Business Model Concepts Verses Real Business Success

Kim Radok 13 October 2016


Last month I discussed the concept of how business models can lead to unforeseen problems when management is unwilling to quickly adapt their business to meet changing circumstances. In this blog, the discussion is focused on different models of business verses the reality of running a successful business

The only real long-term success for any business is its ability to earn a profit and receive sufficient cashflow from the sale of its core products and services. If the business is also able to generate cash or profits generated from peripheral sources, this is a bonus. Whilst earning additional cashflow and profits from peripheral sources is valuable, the cashflow and profits from these sources is usually not sustainable over the long-term.

That many new businesses will not be profitable in the short-term, is not unusual. There must be enough capital however to sustain the new business in this start up period. In time, the business needs to stand alone as a profitable venture. Problems start for new businesses when sales and cash are not sustainable and the proprietors resort to creative accounting to keep the business operating.

Perhaps you will remember the first Dot.Com era when management use to proudly proclaimed they were not seeking a profit "at the moment". On other occasions you heard their lament; they were close to or were making a profit and felt they had missed something or were not expanding quickly enough! Not surprisingly, many of those new businesses did not live long past their start-up phase.

There are three basic philosophies behind many business models.

The first are based are based on criminal behaviour, such as the Ponzi schemes, frauds, marketing scams and so on. Too many people forget, criminals have their own business models, which are discounted as genuine business models because of the criminality factor.
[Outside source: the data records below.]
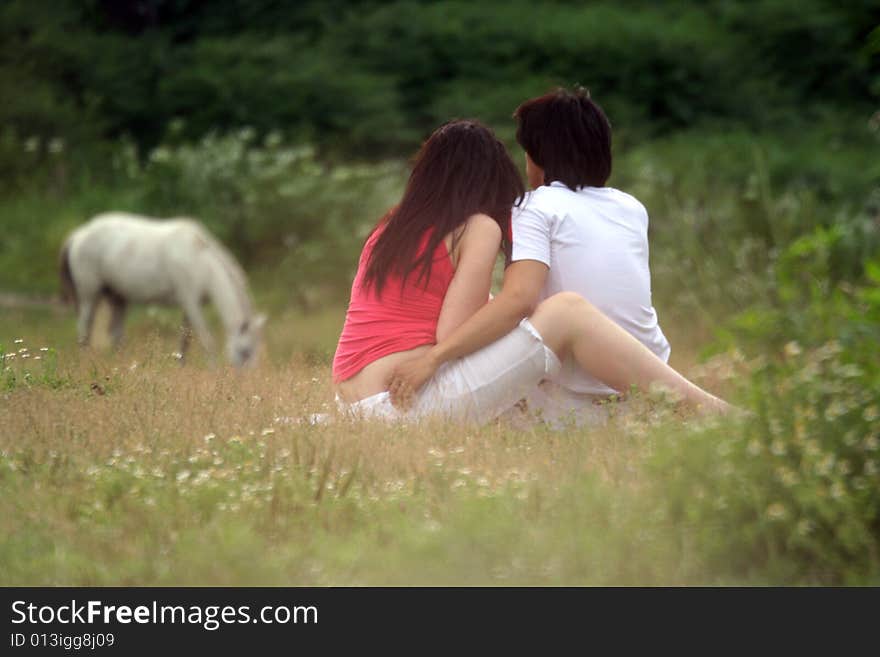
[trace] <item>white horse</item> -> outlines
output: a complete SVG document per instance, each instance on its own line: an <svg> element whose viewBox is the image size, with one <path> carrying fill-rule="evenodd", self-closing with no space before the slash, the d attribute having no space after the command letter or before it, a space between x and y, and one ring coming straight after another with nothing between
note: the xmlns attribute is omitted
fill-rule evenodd
<svg viewBox="0 0 880 657"><path fill-rule="evenodd" d="M208 352L214 340L202 315L214 304L226 329L226 354L235 366L253 361L265 316L255 315L241 267L192 219L155 220L112 212L74 230L61 248L61 282L77 305L79 343L87 345L95 308L110 303L110 337L122 339L128 303L178 305L183 309L181 356L191 330Z"/></svg>

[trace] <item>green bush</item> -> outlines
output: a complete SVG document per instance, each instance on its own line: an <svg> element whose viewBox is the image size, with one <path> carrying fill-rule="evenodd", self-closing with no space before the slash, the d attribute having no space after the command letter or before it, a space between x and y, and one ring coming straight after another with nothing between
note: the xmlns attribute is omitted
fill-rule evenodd
<svg viewBox="0 0 880 657"><path fill-rule="evenodd" d="M659 515L730 581L880 581L880 261L829 289L834 234L787 249L777 304L739 318L750 415L659 440Z"/></svg>
<svg viewBox="0 0 880 657"><path fill-rule="evenodd" d="M309 146L253 129L159 146L142 174L144 207L194 216L248 269L263 263L288 303L348 292L363 240L397 200L397 162L329 165ZM283 280L279 286L277 282Z"/></svg>

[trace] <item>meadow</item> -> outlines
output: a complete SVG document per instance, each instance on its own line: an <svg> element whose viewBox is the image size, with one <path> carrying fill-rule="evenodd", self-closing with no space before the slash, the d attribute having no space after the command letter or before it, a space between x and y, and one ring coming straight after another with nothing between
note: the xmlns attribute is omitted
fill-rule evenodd
<svg viewBox="0 0 880 657"><path fill-rule="evenodd" d="M642 391L609 403L602 424L560 429L312 423L333 416L329 362L345 285L404 168L310 178L307 152L236 150L251 139L169 149L159 159L184 172L178 188L154 183L151 159L126 185L4 206L22 234L34 229L20 209L39 208L55 226L47 234L63 235L102 194L143 207L156 189L185 190L221 235L236 217L266 215L275 221L263 226L315 233L250 261L270 315L251 371L197 350L181 367L173 310L133 313L118 352L100 339L78 349L69 307L2 310L0 583L880 581L880 231L870 195L849 193L870 188L872 144L840 144L840 165L826 158L815 169L813 145L779 137L696 134L621 149L614 184L651 214L655 305L672 362L749 413L693 417ZM188 185L186 167L202 171L218 148L259 165L236 179L251 198L243 215L209 203L211 176L209 191ZM296 169L274 169L276 159ZM296 193L317 199L308 212L278 202L290 199L277 187L288 173ZM348 195L335 194L334 179ZM7 248L3 264L38 272L30 287L10 287L45 299L55 261L50 240L40 243L40 258ZM303 260L327 259L328 248L338 249L323 263L329 273L304 274Z"/></svg>

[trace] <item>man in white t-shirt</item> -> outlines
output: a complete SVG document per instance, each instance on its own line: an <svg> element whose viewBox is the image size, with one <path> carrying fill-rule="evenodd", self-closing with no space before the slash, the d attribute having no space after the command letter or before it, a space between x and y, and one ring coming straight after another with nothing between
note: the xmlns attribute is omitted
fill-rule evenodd
<svg viewBox="0 0 880 657"><path fill-rule="evenodd" d="M531 302L577 292L667 361L669 343L651 303L648 213L605 186L611 127L602 109L584 90L558 90L526 101L514 116L534 191L514 211L512 261L541 279ZM552 421L571 411L589 415L591 400L611 394L567 359L528 406Z"/></svg>
<svg viewBox="0 0 880 657"><path fill-rule="evenodd" d="M543 299L576 292L668 360L651 304L648 215L635 198L605 186L611 126L602 109L583 89L560 89L524 102L514 117L533 191L514 209L511 263L499 294L436 349L472 353L511 331ZM392 401L405 403L436 371L435 361L429 353L400 364L391 377ZM594 402L613 393L564 358L560 373L526 402L552 424L593 421L603 416Z"/></svg>

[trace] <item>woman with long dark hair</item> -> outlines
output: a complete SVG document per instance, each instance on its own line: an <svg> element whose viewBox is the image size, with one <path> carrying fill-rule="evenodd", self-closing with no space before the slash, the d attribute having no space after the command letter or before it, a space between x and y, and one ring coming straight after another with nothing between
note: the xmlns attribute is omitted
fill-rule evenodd
<svg viewBox="0 0 880 657"><path fill-rule="evenodd" d="M504 145L476 121L441 126L419 150L400 203L367 239L333 360L341 406L365 416L486 421L571 356L618 390L659 382L696 405L724 402L687 381L576 294L543 301L513 331L473 353L445 353L406 409L395 368L427 354L489 299L523 183ZM399 404L402 405L402 404Z"/></svg>

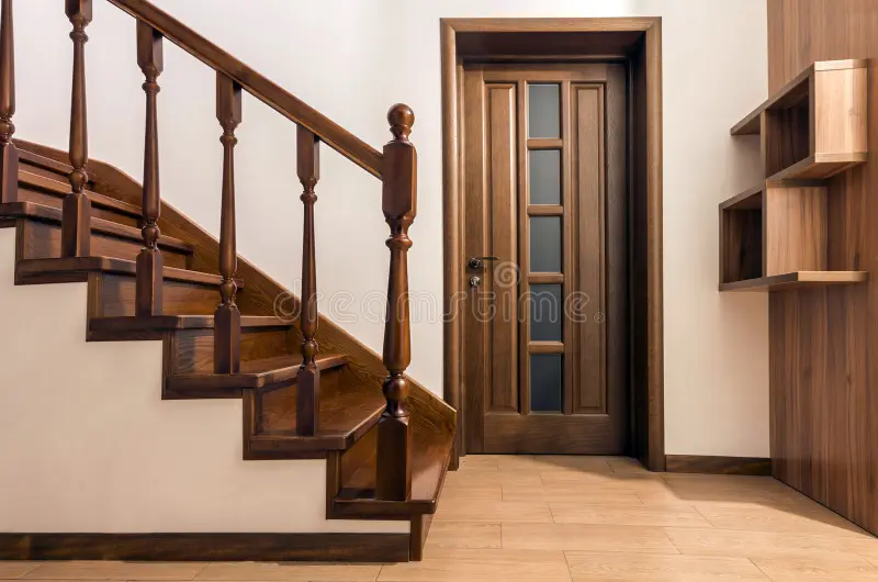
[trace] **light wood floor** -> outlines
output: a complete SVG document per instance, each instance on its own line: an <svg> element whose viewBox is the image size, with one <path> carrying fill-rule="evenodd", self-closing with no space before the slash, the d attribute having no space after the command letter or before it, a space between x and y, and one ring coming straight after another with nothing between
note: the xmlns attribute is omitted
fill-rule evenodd
<svg viewBox="0 0 878 582"><path fill-rule="evenodd" d="M878 581L878 540L783 483L630 459L470 456L423 562L0 562L27 580Z"/></svg>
Secondly, there is the business model built with genuine intent to succeed; where the business owners and managers have no intention to disadvantage any other stakeholder.

The intent behind these businesses is to survive and prosper over the long-term, by utilising exchange rate profits, supplier rebates, government grants etc. History shows these are valid and valuable short-term strategies which can add extra value or profits from time to time. Without a core and profitable reason for being in the business in the first place however, these strategies do not generally hold up over the long-term.

Third, are the business owners and managers who believe it is "smart" to slow pay their creditors and /or finding excuses to delay payments via bogus claims, under pay their employees, ignore Government regulations and generally to take short-cuts etc.

Again however, soon many of these "smart" business people find their strategies are not always conducive to long-term survival.

If your business is able to generate peripheral sources of income, you are indeed fortunate. At the end of the day however, a business model is only as good as long as the cashflow and profits keep coming. When the cash stops, so does the business. The main hope any business has over the long-term, is to have a core reason for being in business, without the need of peripheral income from other sources.